Fabian se reclinó, sumido en una profunda concentración, tras tomar notas de los requisitos de Erik y discutir los detalles más sutiles del diseño de la hoja y los materiales que se iban a utilizar.
Se detuvo un segundo para hacer un análisis de costes mental, teniendo en cuenta el número de horas de trabajo y el precio de los materiales que habían acordado.
—Después de tenerlo todo en cuenta —comenzó Fabian con voz firme—, el precio sería de unos 123 000 Eurems. ¿Te parece bien?
Erik, sopesando la suma y la artesanía prometida, asintió en señal de acuerdo. —Sí, es aceptable.
Con el trato cerrado, Fabian extendió la mano de nuevo, con un apretón firme y lleno de la promesa de entregar una obra maestra. —Gracias por confiarnos este proyecto. Te aseguro que no quedarás decepcionado.
Correspondiendo al apretón de manos, Erik respondió: —Creo que he tomado la decisión correcta. —Dicho esto, se despidió de Fabian y regresó a la entrada de la tienda.
Allí se encontró con el rostro familiar de Matthias, que organizaba con esmero un expositor de hojas recién terminadas. Al darse cuenta de la presencia de Erik, el anciano herrero hizo una pausa y se dirigió a él.
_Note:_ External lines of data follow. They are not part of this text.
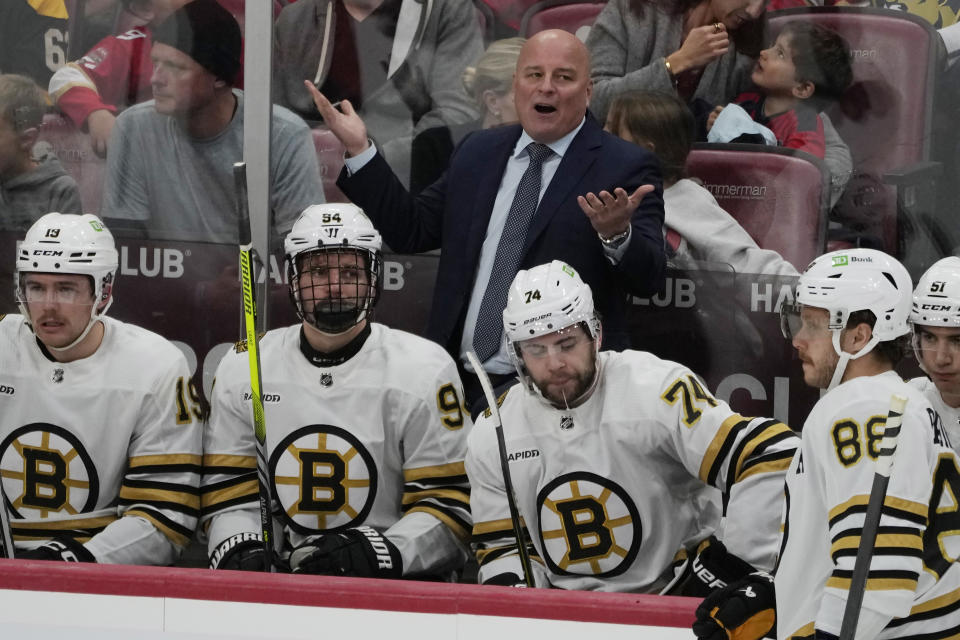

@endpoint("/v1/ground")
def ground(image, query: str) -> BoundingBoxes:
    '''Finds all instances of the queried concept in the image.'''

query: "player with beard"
[201,204,471,578]
[466,260,797,595]
[910,256,960,450]
[0,213,202,565]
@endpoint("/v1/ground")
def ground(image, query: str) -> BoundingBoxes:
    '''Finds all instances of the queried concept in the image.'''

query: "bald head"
[513,29,593,144]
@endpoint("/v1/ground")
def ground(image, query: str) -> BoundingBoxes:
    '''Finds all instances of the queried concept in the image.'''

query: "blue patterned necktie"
[473,142,553,362]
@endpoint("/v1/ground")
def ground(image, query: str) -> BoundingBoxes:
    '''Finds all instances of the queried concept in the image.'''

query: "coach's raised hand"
[303,80,370,156]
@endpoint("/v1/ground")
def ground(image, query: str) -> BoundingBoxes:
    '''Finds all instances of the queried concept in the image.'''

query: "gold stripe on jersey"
[200,477,260,513]
[473,516,527,538]
[828,494,929,527]
[123,508,193,548]
[127,453,203,473]
[203,453,257,469]
[700,413,750,485]
[827,569,919,591]
[737,451,795,482]
[403,461,467,482]
[830,527,923,562]
[10,514,117,542]
[731,422,794,482]
[407,504,470,542]
[120,480,200,517]
[787,622,816,640]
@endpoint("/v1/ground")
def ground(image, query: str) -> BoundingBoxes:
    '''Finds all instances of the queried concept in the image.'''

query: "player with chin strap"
[466,260,797,595]
[694,249,960,640]
[910,256,960,451]
[202,204,471,578]
[0,213,202,565]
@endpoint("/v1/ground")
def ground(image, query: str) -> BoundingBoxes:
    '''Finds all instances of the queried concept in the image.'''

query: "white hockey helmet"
[283,203,383,334]
[14,212,119,350]
[503,260,600,391]
[910,256,960,327]
[780,249,913,389]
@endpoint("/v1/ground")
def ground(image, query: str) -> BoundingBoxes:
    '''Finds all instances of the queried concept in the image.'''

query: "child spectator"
[0,74,81,230]
[605,91,797,276]
[706,21,853,158]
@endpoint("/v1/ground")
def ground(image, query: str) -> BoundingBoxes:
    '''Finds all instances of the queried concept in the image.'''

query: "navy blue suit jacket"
[337,115,665,361]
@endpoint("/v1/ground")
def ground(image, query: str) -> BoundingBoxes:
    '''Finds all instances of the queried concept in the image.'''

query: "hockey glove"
[680,536,756,598]
[693,571,777,640]
[16,536,97,562]
[290,527,403,578]
[210,531,264,571]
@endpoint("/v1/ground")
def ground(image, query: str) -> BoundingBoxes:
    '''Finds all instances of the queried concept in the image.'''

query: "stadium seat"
[769,7,955,272]
[312,127,350,202]
[687,143,830,271]
[37,114,107,213]
[520,0,604,42]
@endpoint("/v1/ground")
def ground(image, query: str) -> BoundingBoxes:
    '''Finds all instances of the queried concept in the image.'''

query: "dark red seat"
[311,127,350,202]
[520,0,604,41]
[687,143,830,271]
[769,7,939,261]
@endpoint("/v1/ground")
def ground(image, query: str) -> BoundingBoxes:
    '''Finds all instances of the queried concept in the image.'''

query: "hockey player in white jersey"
[694,249,960,640]
[466,260,798,593]
[910,256,960,451]
[0,213,202,565]
[202,204,471,578]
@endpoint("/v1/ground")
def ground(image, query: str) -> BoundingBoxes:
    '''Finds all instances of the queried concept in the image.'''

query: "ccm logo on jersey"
[507,449,540,462]
[243,391,280,402]
[693,556,727,589]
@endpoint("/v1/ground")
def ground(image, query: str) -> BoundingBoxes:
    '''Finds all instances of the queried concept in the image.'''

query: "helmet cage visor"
[287,246,383,334]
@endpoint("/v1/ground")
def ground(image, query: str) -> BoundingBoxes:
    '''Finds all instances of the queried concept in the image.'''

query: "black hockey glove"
[210,531,264,571]
[693,571,777,640]
[16,536,97,562]
[290,527,403,578]
[680,536,756,598]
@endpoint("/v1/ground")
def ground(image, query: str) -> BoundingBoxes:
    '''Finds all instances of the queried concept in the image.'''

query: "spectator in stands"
[587,0,853,202]
[410,38,526,195]
[606,91,798,276]
[0,74,81,231]
[304,29,664,410]
[706,21,853,158]
[274,0,483,184]
[0,0,68,87]
[49,0,190,157]
[102,0,324,242]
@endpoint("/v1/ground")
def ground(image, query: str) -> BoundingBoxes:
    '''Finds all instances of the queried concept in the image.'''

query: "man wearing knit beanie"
[101,0,325,244]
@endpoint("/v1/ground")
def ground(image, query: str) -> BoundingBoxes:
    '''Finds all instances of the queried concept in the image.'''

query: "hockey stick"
[467,351,536,587]
[840,394,907,640]
[233,162,273,571]
[0,480,16,558]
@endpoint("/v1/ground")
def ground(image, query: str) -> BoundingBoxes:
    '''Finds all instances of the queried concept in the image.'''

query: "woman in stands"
[605,91,797,276]
[410,38,526,194]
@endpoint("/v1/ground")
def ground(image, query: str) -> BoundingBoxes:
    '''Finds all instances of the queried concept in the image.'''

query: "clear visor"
[911,327,960,357]
[515,323,593,360]
[18,281,93,305]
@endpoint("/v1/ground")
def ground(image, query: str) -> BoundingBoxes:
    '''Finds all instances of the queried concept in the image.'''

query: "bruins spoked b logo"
[270,424,377,535]
[537,471,643,578]
[0,422,100,520]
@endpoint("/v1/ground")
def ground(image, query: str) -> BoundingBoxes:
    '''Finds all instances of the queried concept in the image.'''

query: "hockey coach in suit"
[305,30,665,410]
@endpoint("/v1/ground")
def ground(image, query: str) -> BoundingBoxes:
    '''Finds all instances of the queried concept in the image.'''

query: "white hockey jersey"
[910,376,960,452]
[466,351,798,592]
[776,371,960,640]
[0,315,202,564]
[202,323,471,576]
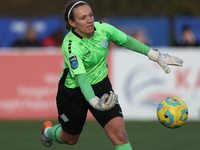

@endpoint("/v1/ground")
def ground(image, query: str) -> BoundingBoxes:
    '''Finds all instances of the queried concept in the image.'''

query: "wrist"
[89,96,99,108]
[148,49,160,61]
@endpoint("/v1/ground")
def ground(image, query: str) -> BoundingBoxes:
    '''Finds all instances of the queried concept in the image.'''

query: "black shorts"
[56,77,123,135]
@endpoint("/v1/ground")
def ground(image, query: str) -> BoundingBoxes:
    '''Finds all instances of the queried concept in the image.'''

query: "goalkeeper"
[41,1,183,150]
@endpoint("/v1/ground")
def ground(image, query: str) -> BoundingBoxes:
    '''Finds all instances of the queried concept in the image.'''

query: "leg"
[60,130,80,145]
[104,117,132,150]
[104,117,129,145]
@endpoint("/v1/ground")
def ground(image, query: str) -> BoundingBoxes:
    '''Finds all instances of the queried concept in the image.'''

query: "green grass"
[0,121,200,150]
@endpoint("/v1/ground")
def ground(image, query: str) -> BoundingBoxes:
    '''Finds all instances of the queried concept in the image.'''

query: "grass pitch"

Tras una breve charla, Matthias dijo: —Dados los requisitos específicos y la calidad que buscas, la fabricación de tu Flyssa será meticulosa. Supongo que nos llevará al menos un mes.
Erik asintió en señal de comprensión. —El trabajo de calidad lleva su tiempo —comentó.
—En efecto, así es —convino Matthias, y luego dudó un instante—. Para mantenerte al tanto del progreso e informarte una vez que la hoja esté lista, ¿me podrías dar tu número de teléfono?
Erik le facilitó sus datos de contacto sin dudarlo, confiando en que la información se utilizaría de forma responsable. —Llámeme cuando esté lista y vendré a recogerla —dijo.
Matthias anotó el número, asintiendo. —Por supuesto, joven. Estaremos en contacto.
Erik se aseguró de que todo estuviera acordado antes de marcharse, a la espera de recibir una espada de las hábiles manos de Fabian. La perspectiva de poseer semejante arma era emocionante.
Al salir de Espadas de Matthias, la tienda donde Fabian trabajaba con su padre, lo recibió el cálido sol de la tarde. El ajetreo y la actividad de la ciudad parecían aún más vibrantes y enérgicos. Erik continuó su camino, expectante ante el futuro y la creación de su nueva arma.